Temporary exhibits are the most exciting part of any museum, in my opinion. It is within them that you can truly see a museum's value system and curator's perspective in the way in which they choose to situate a unique collection... of art, for example. Susan Power also attributes temporary exhibitions "to attract increasingly larger number of visitors."
The current temporary exhibition at the MAM was certainly crowded during my visit last week. It showcased "over 400 works of art and documents created/displayed in France during the decade bracketing World War II . . . a crucial and tragic moment in the museum's history." The exhibition was organized chronologically, displaying pieces that had been visible at the time, in addition to those that were not. Lighting was low and very little description was given except for blocks of contextual text at the beginning of each section. For this reason I don't think I'd be able to appreciate the amazing juxtaposition of it all--which, I believe, is the most valuable part--had I not been on a guided tour.

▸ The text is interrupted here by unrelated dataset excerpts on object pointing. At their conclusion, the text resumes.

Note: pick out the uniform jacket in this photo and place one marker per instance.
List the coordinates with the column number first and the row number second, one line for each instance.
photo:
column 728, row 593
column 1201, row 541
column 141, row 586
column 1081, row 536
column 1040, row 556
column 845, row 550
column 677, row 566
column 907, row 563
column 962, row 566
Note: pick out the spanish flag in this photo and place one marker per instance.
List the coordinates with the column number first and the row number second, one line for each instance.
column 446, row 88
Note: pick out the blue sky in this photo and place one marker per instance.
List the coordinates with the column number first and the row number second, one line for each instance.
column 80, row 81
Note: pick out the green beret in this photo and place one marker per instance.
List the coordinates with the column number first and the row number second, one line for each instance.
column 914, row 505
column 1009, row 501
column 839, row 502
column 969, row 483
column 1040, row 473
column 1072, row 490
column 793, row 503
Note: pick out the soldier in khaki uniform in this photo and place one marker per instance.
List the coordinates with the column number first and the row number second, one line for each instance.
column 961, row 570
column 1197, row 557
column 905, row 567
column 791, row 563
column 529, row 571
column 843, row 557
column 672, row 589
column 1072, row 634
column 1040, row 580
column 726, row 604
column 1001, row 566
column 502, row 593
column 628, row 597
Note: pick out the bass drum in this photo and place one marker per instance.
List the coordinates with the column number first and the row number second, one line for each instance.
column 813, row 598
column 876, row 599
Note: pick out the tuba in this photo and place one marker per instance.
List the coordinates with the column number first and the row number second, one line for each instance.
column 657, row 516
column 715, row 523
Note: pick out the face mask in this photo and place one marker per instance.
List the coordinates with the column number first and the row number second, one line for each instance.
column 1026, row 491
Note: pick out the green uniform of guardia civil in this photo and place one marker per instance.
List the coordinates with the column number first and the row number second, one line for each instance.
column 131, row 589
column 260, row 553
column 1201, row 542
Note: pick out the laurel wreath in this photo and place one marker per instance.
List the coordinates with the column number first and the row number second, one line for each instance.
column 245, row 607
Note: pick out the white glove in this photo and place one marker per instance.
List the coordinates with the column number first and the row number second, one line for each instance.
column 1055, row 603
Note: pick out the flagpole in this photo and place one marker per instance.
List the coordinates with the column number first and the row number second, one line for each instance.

Each piece was so moving, not solely for its artistic composition but for its ideology.There were propaganda-like works for the Vichy government (stylistically of modern and medieval themes), pieces that served as acts of subtle resistance by artists in exile and those kept under lock and key (Picasso, for instance), classic facist art, and even those that had been created by artistically-inclined prisoners at the detention camps with the limited material available:And it closed and ended with surrealist works; the first that had been displayed perhaps with an unconscious premonition of what's to come and the last with a conclusive return of artists to the scene, with the outstanding intention of performing a change on the visitor. The art, degenerate or not, intentionally (and unintentionally) expressed the most barbaric parts of the war. The exhibition thus professed a profoundly political and ethical narrative.